Some states, including North Carolina, are updating their Medicaid plans to allow Medicaid reimbursement for additional qualified professionals based on training, service type, and settings for their crisis services. Crisis services may now be provided by a variety of combinations of workers, and those services can be provided either by two team members in person or by one team member in person who works in partnership with another available via telehealth.

Rural and Frontier Crisis Challenges

States are presented with an acute set of challenges when addressing the provision of behavioral health crisis services in rural areas. Along with higher behavioral health workforce shortages and fewer behavioral health resources in rural areas, the rate of behavioral health crises, including drug overdoses and suicides, are dramatically higher in rural areas than in urban areas. A NASHP policy academy on rural crisis challenges, which focused on work in Montana, South Carolina, South Dakota, Texas, and Wisconsin, released a rural crisis policy brief on emerging state strategies for bolstering the rural behavioral health crisis care continuum. Some of these strategies include expanded access to crisis call centers, mobile crisis teams, crisis stabilization units, and post-crisis support.

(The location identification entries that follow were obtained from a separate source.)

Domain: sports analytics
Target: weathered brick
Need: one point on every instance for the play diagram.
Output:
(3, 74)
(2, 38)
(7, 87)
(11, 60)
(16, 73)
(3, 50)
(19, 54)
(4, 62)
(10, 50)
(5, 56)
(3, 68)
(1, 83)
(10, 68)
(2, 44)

CCBHCs: Strengthening the Behavioral Health Crisis Continuum

Designated Certified Community Behavioral Health Centers (CCBHCs) clinics play an important role in the behavioral health crisis continuum due to requirements of comprehensive and person-centered services during acute crises. Funding is tailored to individual state Medicaid programs and federal opportunities. The prospective payment model allows providers to include clearly defined crisis services within the fixed per-member per-month (PMPM) payment to ensure adequate coverage. In 2023, 15 states received SAMHSA planning grants, and up to 10 will participate in the CCBHC Medicaid demonstration program with enhanced reimbursement in 2024.